Single-sample CN scatter coloured by integer state, with optional segmentation overlay.

win <- GRanges(c("chr1", "chr2"), IRanges(c(1, 1), c(1e6, 1.5e6)))

cn_gr <- GRanges(
  rep(c("chr1", "chr2"), each = 150),
  IRanges(start = c(sample(1:1e6, 150), sample(1:1.5e6, 150)), width = 5000),
  cn        = sample(0:5, 300, replace = TRUE,
                     prob = c(.05, .1, .55, .15, .1, .05)),
  log2ratio = rnorm(300, 0, 0.3)
)

seg <- GRanges(c("chr1", "chr2"),
               IRanges(c(1, 1), c(1e6, 1.5e6)),
               seg_mean = c(0.0, -0.3))

p <- seq_copynumber(cn_gr, windows = win,
                    segment_data = seg, segment_col = "seg_mean")
p$plot()
#> 5 out-of-bounds data points excluded! (seq_segment)
#> 5 out-of-bounds data points excluded! (seq_segment)

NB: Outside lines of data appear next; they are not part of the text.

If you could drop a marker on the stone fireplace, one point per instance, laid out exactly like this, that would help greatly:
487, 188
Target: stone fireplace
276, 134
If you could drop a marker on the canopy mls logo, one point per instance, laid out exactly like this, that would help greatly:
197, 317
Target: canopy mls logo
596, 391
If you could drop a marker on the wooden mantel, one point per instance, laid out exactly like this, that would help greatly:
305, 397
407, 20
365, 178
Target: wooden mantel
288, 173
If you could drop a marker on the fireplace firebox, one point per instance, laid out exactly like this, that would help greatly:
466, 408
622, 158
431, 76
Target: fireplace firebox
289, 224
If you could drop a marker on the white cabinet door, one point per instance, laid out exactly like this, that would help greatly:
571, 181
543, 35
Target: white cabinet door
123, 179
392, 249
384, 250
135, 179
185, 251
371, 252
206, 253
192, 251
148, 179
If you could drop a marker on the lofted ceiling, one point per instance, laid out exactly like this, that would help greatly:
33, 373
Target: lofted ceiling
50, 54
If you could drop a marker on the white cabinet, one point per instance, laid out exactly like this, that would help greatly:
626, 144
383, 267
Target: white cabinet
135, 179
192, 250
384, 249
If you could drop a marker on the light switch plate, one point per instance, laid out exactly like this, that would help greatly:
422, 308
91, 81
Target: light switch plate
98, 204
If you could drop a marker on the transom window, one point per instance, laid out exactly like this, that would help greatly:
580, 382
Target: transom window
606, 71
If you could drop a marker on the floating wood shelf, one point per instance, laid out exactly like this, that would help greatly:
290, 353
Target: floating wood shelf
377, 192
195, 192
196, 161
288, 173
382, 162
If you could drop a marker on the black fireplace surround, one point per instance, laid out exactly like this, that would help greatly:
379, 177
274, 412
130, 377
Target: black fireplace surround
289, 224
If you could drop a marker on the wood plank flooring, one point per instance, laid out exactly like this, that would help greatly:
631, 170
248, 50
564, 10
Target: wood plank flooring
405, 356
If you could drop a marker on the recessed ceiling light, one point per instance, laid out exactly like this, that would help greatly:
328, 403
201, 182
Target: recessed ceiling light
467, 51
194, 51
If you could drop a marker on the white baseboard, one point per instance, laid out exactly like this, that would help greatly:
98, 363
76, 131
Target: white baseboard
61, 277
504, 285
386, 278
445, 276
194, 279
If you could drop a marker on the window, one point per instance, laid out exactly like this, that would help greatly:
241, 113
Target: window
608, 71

Column detection is automatic — cn_col falls back through c("cn", "copy_number", "CN", "state", "integer_cn") and ratio_col through c("log2ratio", "logR", "log2R", "ratio", "log2_ratio").

seq_cn_heatmap()

Multi-sample CN heatmap — one row per sample, tiles coloured by CN state.

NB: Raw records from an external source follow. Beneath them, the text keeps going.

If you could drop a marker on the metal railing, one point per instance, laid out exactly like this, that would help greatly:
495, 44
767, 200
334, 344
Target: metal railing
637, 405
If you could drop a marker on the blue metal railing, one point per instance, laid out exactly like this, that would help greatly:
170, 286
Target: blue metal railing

samples <- paste0("S", 1:5)
cnh_gr  <- GRanges(
  rep(c("chr1", "chr2"), each = 300),
  IRanges(start = c(sample(1:1e6, 300, replace = TRUE),
                    sample(1:1.5e6, 300, replace = TRUE)), width = 5000),
  sample = sample(samples, 600, replace = TRUE),
  cn     = sample(0:5, 600, replace = TRUE)
)

p <- seq_cn_heatmap(cnh_gr, windows = win,
                    sample_col = "sample", cn_col = "cn",
                    sample_order = samples)
p$plot()

seq_hic() — four styles

One call to seq_hic() produces one style. Combine styles via seq_resolve() for side-by-side panels.

style = "triangle"

seq_hic(hic_gr, windows = win1, style = "triangle")$plot()

style = "rectangle"

Caps the distance axis at max_dist:

seq_hic(hic_gr, windows = win1, style = "rectangle", max_dist = 3e5)$plot()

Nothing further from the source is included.